Samuel no pudo entender aquella concesión, de cómo unas meras palabras podían rasgar tanto la realidad y desterrar la intención de algo a los límites de la imaginación. Una imaginación que no parecía contenida en la mente del que sueña y habla sino que vive en el horizonte que separa el campo del cielo y que viéndose animado y vivificado con el trabajo humano, desaparece con el barbecho. Entre pensamientos sueltos y opacos, uno de los hombres le dio una palmada de ánimo en la espalda. Era la hora de rematar la faena. La vuelta al trabajo no fue más dura de lo que esperaba. El calor había amainado un poco con la crecida del viento y aquella tierra comunal se fue vaciando, dejando pequeños montones de hierbas que pronto serían apilados para conformar grandes fardos de heno, algunos usados para el forraje y otros como sustrato.

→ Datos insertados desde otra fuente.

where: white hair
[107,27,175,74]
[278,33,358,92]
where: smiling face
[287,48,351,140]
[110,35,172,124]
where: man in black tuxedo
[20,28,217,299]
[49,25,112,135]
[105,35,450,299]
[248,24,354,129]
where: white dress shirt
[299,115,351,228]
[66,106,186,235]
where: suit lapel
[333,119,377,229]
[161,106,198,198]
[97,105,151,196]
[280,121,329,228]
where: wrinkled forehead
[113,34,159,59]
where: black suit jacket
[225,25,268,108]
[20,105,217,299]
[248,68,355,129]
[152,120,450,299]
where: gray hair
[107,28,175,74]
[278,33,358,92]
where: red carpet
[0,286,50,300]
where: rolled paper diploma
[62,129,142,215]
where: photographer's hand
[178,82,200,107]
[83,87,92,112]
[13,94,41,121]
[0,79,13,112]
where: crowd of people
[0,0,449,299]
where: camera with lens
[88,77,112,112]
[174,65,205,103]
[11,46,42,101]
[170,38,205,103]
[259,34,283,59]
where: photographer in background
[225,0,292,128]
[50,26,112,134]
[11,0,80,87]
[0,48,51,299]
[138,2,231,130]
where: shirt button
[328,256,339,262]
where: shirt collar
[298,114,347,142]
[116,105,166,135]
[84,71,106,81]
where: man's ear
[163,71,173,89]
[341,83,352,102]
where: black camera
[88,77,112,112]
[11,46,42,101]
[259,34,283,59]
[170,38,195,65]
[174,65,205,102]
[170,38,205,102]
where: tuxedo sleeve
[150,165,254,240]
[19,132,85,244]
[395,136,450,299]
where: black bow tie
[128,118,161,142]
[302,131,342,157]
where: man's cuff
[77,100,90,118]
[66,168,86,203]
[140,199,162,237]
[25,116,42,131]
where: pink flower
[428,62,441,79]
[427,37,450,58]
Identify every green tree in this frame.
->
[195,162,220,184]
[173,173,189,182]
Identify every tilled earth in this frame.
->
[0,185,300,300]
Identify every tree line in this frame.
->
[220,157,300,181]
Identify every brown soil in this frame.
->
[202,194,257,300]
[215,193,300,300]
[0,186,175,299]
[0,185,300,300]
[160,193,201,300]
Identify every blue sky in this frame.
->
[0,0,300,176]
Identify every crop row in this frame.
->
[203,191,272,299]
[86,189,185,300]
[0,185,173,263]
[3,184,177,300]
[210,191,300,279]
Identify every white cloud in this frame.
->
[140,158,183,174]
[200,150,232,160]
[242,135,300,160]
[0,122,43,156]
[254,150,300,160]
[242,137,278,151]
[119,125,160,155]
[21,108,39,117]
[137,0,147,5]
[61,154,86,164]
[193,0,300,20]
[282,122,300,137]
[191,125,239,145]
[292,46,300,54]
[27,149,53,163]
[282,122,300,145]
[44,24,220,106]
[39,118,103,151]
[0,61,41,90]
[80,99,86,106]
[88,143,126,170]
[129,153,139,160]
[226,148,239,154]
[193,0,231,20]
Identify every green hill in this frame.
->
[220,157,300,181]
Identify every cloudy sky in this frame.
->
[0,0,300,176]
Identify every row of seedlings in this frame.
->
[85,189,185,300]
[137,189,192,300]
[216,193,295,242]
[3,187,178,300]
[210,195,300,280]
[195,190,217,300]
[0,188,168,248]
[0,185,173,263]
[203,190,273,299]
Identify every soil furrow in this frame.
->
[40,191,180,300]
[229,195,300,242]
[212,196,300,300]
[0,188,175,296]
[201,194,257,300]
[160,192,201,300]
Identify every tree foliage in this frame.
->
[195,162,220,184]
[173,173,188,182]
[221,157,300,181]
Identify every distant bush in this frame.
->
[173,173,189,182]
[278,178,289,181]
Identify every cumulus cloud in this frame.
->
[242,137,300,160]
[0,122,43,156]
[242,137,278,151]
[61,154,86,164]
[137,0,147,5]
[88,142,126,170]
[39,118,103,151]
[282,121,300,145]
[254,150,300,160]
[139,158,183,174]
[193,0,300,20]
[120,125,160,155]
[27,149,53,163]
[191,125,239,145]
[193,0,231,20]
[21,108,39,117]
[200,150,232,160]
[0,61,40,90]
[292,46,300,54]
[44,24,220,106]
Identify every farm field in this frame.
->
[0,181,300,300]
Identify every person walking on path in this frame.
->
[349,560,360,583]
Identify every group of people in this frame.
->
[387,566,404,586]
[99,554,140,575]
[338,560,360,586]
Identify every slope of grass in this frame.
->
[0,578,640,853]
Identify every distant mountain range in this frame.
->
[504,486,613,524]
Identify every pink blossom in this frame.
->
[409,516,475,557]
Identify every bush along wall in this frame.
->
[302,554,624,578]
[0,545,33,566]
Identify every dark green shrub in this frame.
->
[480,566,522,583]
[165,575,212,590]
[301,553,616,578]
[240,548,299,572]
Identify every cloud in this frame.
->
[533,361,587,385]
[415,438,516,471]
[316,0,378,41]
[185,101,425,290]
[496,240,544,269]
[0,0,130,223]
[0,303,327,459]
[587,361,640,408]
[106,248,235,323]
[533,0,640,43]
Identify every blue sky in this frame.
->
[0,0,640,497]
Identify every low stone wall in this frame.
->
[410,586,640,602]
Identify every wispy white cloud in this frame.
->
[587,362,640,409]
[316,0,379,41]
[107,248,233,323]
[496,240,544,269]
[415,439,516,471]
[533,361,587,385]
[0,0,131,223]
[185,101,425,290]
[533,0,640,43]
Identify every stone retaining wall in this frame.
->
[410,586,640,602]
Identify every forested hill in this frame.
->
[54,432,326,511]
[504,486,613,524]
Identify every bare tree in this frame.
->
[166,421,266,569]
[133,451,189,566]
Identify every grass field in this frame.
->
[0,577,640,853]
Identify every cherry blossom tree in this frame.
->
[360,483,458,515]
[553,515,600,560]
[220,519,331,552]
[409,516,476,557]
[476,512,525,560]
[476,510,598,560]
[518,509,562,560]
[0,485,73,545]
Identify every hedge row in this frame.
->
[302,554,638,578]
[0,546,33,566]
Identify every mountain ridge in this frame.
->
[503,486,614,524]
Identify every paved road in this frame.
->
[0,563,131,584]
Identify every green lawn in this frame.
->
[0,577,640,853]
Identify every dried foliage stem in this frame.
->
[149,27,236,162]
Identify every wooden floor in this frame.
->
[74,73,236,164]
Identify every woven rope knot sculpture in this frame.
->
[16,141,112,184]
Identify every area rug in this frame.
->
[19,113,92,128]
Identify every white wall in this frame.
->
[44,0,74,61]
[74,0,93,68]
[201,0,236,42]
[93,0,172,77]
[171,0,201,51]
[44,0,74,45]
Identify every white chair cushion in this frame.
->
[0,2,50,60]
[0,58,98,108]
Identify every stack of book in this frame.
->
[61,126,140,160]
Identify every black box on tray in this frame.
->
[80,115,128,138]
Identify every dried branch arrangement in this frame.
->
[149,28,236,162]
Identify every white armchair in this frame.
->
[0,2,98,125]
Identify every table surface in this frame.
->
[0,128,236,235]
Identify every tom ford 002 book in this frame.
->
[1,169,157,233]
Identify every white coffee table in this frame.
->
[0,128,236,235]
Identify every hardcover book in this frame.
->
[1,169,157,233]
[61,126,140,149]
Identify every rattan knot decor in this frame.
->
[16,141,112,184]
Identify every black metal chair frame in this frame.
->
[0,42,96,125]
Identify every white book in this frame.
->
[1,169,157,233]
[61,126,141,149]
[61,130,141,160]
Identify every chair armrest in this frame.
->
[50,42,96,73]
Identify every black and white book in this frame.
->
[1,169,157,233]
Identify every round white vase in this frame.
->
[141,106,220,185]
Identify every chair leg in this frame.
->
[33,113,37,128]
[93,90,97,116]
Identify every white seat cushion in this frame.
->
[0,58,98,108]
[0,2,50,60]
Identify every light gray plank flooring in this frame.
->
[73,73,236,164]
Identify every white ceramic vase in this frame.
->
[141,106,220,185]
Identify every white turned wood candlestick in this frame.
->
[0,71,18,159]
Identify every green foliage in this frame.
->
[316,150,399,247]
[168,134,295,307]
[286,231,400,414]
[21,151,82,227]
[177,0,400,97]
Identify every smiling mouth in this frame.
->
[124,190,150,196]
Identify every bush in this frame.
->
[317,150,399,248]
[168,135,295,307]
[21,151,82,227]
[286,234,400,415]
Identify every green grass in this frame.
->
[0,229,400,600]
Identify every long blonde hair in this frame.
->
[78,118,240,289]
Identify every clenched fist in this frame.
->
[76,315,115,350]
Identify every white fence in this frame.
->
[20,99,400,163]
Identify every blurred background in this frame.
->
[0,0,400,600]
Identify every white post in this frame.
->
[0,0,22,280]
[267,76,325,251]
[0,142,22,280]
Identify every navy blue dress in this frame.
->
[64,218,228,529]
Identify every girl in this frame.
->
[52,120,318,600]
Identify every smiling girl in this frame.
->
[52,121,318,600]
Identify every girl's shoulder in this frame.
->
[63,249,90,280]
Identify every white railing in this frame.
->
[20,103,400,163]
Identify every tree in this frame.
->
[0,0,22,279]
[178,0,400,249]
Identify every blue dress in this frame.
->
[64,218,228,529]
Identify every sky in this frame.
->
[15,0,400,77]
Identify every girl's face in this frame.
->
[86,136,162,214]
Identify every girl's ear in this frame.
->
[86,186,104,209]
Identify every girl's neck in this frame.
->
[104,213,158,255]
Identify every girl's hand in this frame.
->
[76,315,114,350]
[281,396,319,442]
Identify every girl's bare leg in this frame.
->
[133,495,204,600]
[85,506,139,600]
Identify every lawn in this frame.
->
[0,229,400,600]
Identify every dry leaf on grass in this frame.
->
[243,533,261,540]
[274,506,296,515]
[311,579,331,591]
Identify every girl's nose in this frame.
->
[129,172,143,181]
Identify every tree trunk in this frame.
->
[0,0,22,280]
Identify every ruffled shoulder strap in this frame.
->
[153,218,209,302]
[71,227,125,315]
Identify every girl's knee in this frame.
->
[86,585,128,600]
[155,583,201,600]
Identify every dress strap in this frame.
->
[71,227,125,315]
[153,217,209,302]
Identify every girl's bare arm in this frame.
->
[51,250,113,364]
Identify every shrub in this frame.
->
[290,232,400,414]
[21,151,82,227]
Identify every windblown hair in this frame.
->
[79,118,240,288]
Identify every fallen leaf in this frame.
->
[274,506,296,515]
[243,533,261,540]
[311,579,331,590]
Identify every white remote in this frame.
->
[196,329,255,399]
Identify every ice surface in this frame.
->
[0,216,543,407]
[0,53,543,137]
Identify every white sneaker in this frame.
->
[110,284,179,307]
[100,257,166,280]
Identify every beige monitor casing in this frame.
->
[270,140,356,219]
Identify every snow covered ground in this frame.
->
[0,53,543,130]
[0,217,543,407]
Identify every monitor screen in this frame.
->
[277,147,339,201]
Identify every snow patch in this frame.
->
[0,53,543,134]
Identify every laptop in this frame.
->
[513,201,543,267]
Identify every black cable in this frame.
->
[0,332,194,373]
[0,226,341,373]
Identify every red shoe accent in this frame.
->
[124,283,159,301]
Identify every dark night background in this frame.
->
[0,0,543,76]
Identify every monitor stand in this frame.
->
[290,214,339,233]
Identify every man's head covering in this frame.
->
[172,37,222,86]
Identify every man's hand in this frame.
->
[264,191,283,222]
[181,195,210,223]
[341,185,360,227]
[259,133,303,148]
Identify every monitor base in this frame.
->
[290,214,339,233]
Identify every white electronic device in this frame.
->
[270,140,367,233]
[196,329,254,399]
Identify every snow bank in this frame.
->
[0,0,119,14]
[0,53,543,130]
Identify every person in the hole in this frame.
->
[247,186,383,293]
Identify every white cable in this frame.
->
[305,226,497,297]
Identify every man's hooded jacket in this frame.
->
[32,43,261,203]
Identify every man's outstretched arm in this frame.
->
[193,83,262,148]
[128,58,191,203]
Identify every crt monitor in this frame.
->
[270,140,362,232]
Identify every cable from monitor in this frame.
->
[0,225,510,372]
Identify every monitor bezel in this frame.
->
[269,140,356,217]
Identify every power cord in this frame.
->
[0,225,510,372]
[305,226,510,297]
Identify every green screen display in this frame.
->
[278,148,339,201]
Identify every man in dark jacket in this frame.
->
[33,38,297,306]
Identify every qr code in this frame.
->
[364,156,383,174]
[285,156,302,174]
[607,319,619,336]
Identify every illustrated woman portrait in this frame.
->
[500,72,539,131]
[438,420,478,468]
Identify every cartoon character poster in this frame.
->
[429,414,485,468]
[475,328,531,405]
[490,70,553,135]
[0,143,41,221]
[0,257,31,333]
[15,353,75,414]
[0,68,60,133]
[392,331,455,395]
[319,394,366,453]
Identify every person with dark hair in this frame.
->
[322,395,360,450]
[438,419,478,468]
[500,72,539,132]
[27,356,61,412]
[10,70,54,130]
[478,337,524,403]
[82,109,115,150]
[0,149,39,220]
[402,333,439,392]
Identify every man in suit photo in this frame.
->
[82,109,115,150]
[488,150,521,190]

Con la luz de la fatiga y las hoces ya echadas, habiendo saboreado la tierra el sudor humano, las manos castigadas de los labriegos colocaban los últimos faces de heno al borde de la planicie aclarada. Algunas cabezas se veían ya a lo lejos por el camino rumbo al hogar y otros trabajadores más ociosos seguían cerca de los postes deambulando lentamente mientras alguien vociferaba y rememoraba alguna anécdota jocosa del pasado más lejano. Samuel siguió allí, mirando aquella frontera que en algún punto debía entremezclarse con la maleza del bosque y algún que otro terraplén de piedras. No esperaba que se hiciera la noche ni tampoco el sonido de los grillos. Mientras algunos bichos sobrevolaban la zona y se cruzaban en su fijación, su mente no podía hacer caso omiso a aquellos dos ojos del color de la miel. Dos ojos sagrados como el agua en primavera.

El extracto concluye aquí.